Nino Zavradashvili, Jordi Puiggali and Ramaz Katsarava* Pages 566 - 593 ( 28 )
Degradable polymers (DPs) - “green materials” of the future, have an innumerable use in biomedicine, particularly in the fields of tissue engineering and drug delivery. Among these kind of materials naturally occurring polymers - proteins which constituted one of the most important “bricks of life” - α-amino acids (AAs) are highly suitable. A wide biomedical applicability of proteins is due to special properties such as a high affinity with tissues and releasing AAs upon biodegradation that means a nutritive potential for cells.

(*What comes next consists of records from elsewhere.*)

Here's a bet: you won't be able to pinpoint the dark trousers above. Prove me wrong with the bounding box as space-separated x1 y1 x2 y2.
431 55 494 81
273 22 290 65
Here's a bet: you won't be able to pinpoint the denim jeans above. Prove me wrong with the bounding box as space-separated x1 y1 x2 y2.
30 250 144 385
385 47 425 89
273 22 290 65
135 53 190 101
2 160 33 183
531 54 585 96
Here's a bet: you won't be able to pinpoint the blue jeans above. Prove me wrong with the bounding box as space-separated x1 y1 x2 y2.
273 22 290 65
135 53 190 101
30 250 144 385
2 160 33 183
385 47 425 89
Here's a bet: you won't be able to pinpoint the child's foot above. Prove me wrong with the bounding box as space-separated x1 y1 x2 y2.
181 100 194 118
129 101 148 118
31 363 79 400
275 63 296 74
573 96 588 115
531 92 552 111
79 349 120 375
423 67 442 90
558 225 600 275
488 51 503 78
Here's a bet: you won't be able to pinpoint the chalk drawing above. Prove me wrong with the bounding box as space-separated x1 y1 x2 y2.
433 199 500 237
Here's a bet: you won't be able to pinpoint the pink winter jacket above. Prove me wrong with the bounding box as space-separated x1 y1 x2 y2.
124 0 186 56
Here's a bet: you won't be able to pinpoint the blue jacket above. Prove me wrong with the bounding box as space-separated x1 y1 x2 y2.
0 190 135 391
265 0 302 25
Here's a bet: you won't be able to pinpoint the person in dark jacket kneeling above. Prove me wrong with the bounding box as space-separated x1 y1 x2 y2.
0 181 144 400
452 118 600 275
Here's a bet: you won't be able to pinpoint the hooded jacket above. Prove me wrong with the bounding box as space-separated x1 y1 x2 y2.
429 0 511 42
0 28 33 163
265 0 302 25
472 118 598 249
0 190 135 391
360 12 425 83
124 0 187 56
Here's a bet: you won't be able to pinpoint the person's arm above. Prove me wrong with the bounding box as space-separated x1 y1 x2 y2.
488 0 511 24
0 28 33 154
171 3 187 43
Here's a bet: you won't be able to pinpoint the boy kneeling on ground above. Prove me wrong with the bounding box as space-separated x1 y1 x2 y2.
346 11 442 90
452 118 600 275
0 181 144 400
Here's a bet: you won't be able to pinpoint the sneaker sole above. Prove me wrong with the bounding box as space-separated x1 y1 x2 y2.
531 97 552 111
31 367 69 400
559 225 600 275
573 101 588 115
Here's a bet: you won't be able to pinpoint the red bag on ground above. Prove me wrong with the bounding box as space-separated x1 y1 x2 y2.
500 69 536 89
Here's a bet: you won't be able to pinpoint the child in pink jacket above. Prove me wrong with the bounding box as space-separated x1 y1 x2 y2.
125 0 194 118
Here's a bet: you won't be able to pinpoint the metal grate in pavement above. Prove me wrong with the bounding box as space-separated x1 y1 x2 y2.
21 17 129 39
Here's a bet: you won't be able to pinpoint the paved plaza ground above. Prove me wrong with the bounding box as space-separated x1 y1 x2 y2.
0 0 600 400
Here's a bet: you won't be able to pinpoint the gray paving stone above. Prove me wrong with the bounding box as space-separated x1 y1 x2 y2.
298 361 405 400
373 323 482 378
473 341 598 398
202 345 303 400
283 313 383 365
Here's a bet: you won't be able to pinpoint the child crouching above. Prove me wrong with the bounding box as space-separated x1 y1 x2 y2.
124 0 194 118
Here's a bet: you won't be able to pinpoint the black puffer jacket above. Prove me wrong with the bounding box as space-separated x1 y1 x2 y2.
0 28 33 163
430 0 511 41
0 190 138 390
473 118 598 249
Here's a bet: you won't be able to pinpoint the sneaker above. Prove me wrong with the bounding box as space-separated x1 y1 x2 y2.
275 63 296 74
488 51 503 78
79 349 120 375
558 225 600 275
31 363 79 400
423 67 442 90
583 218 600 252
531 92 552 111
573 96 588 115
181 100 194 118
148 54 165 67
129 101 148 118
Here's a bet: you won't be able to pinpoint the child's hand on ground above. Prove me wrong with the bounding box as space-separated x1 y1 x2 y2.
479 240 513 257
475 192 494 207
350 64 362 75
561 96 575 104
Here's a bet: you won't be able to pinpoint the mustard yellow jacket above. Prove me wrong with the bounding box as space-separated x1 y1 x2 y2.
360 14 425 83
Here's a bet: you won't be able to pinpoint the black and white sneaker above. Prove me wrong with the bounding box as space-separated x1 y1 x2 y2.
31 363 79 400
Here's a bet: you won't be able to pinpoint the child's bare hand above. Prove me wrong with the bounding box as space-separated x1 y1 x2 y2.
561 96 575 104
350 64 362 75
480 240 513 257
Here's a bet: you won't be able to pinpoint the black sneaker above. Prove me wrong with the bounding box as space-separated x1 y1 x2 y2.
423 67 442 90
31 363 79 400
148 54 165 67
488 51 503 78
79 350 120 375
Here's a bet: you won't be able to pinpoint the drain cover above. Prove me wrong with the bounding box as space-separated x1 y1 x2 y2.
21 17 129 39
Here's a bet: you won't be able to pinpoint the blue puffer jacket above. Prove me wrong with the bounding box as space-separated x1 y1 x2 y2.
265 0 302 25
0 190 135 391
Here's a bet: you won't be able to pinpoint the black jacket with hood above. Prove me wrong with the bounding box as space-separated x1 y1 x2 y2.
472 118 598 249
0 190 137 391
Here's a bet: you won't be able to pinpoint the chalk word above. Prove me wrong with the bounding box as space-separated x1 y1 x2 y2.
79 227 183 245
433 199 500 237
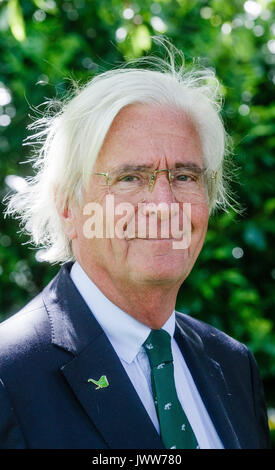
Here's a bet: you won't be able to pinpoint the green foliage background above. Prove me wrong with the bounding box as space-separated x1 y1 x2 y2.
0 0 275 446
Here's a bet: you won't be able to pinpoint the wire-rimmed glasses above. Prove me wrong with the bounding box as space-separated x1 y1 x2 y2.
93 165 216 203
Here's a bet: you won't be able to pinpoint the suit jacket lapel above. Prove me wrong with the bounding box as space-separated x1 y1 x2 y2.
175 321 240 449
43 265 163 449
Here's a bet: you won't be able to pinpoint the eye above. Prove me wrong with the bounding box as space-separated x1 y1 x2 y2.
118 174 140 183
173 173 196 183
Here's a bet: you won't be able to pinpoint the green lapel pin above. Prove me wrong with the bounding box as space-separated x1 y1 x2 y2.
88 375 109 390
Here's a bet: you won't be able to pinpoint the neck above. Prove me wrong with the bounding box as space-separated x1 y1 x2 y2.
78 262 181 329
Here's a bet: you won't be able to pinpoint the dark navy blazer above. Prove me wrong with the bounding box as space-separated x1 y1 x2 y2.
0 263 269 449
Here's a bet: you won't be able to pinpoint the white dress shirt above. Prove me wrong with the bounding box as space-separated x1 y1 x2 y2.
71 262 223 449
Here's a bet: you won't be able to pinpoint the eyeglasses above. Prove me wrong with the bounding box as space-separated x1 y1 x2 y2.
93 166 216 203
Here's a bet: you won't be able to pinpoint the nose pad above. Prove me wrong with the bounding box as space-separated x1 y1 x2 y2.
147 172 175 204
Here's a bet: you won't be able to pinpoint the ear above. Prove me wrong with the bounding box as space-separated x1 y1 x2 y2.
56 196 77 240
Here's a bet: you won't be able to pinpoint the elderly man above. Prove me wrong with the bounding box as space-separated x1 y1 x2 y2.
0 49 269 449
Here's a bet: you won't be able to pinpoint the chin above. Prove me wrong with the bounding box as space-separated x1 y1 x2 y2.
131 256 188 284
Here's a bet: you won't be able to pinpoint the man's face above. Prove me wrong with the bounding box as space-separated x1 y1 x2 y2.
68 104 209 289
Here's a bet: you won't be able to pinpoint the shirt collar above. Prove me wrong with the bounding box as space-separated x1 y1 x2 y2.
70 262 175 363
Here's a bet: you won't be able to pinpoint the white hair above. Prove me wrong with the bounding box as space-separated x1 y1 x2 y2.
6 40 237 263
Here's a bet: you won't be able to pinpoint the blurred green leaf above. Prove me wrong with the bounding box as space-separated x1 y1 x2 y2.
7 0 26 41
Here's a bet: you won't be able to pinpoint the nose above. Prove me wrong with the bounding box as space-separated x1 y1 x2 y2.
147 170 175 204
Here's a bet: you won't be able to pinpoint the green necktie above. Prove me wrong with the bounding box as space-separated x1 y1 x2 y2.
143 330 199 449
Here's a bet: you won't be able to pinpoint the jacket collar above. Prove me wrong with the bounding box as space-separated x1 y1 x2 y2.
42 263 240 449
43 264 163 449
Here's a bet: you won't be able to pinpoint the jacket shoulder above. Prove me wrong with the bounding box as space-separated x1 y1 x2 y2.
176 312 248 356
0 293 51 370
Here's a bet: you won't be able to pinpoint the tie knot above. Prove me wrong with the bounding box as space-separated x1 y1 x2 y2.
143 330 173 368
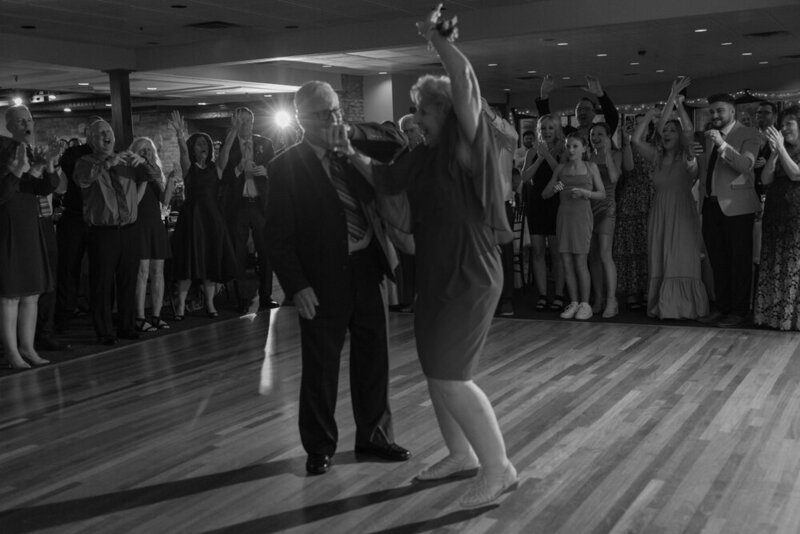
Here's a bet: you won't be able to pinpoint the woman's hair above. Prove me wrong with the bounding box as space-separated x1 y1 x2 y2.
128 137 163 169
656 119 689 169
564 130 589 160
186 132 214 166
411 74 453 113
536 114 564 143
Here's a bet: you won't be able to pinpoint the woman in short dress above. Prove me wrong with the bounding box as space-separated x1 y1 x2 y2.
374 5 517 508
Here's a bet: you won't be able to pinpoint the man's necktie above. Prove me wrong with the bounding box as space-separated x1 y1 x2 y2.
327 152 367 241
706 143 719 197
108 167 131 224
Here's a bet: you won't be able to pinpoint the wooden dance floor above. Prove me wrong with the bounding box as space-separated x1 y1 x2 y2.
0 308 800 534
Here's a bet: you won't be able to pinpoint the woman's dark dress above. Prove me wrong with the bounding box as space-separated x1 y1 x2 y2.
375 113 512 380
172 164 238 283
136 181 170 260
526 149 559 235
0 170 57 298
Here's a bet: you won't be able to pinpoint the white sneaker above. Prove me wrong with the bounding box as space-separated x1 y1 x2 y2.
561 300 580 319
575 302 593 321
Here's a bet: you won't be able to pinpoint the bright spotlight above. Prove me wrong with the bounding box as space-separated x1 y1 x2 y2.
275 110 292 128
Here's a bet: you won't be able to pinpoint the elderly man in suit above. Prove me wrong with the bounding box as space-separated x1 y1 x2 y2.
699 93 760 327
222 107 277 312
267 81 411 475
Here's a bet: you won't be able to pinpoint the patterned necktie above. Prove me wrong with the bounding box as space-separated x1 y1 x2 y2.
326 152 367 241
706 143 719 197
108 167 131 220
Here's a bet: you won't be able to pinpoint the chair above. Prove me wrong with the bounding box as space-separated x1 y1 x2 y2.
511 202 532 295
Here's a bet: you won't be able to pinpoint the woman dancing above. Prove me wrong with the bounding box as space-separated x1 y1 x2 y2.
373 4 517 508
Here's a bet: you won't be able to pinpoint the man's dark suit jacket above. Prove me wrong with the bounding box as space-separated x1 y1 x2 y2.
266 124 405 316
222 134 275 221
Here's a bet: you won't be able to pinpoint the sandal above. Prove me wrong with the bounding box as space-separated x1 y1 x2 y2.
136 317 158 332
550 295 564 311
150 315 169 330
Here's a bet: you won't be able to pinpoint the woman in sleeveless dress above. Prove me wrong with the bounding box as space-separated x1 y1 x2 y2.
542 131 606 321
374 5 517 508
170 111 240 321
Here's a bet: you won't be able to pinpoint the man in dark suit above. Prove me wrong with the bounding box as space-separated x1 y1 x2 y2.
267 81 411 475
222 107 277 311
699 93 761 327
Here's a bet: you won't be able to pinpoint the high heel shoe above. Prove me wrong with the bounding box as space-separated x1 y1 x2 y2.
602 299 619 319
20 353 50 369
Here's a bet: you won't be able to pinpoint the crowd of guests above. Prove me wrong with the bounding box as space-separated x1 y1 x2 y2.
0 105 277 369
514 76 800 330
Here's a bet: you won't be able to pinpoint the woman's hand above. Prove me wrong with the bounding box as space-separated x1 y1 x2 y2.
766 126 783 152
417 4 458 42
167 110 184 137
8 143 31 178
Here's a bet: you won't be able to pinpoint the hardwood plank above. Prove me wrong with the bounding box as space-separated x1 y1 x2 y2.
0 308 800 534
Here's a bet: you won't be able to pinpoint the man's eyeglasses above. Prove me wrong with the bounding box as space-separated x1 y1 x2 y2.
300 108 342 122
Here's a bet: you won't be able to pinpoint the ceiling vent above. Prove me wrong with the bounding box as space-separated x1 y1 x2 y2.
744 30 789 39
185 20 241 30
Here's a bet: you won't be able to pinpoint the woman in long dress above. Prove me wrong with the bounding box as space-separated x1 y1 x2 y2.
374 5 517 507
169 111 240 321
753 106 800 330
632 83 708 319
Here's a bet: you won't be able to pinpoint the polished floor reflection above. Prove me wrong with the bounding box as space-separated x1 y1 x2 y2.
0 308 800 534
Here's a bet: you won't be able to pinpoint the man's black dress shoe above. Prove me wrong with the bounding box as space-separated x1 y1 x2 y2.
34 337 72 350
306 454 331 475
355 443 411 462
117 330 142 339
717 314 745 328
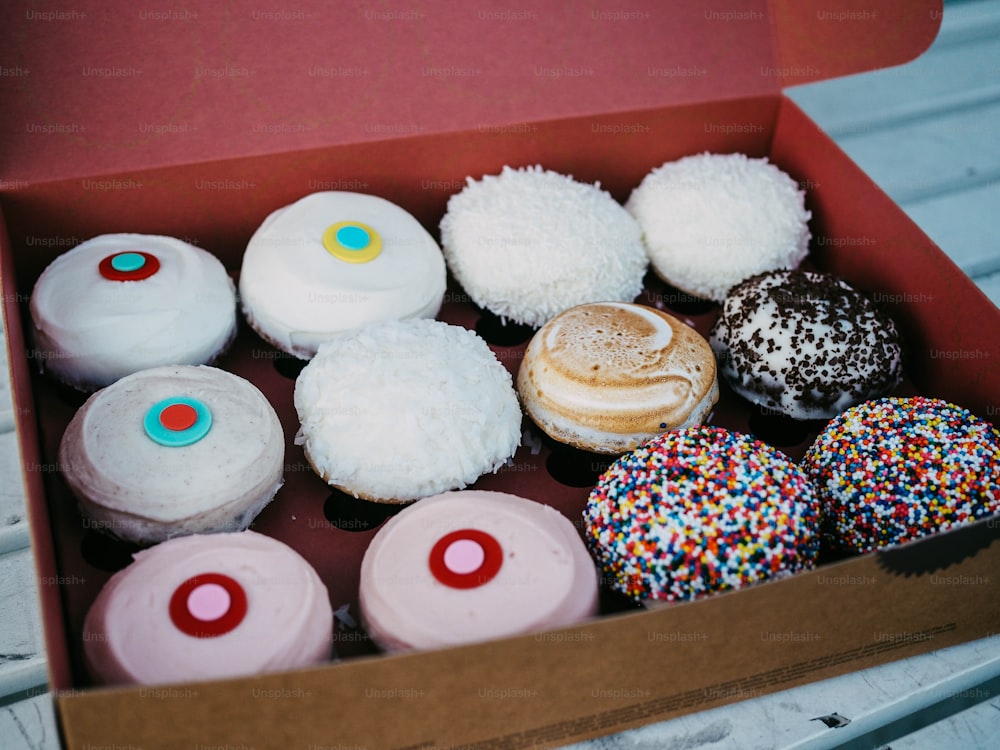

Along with these positive characteristics proteins as biomedical materials they have some shortcomings, such as batch-to-batch variation, risk of disease transmission, and immune rejection. The last limitation is connected with the molecular architecture of proteins. Furthermore, the content of only peptide bonds in protein molecules significantly restricts their material properties. Artificial polymers with the composition of AAs are by far more promising as degradable biomaterials since they are free from the limitations of proteins retaining at the same time their positive features - a high tissue compatibility and nutritive potential. The present review deals with a brief description of different families of AA-based artificial polymers, such as poly(amino acid)s, pseudo-poly(amino acid)s, polydepsipeptides, and pseudo-proteins - relatively new and broad family of artificial AA-based DPs. Most of these polymers have a different macromolecular architecture than proteins and contain various types of chemical links along with NH-CO bonds that substantially expands properties of materials destined for sophisticated biomedical applications.
α-amino acids, artificial polymers, degradable polymers, poly(amino acid)s, pseudo-poly(amino acid)s, polydepsipeptides, pseudo- proteins.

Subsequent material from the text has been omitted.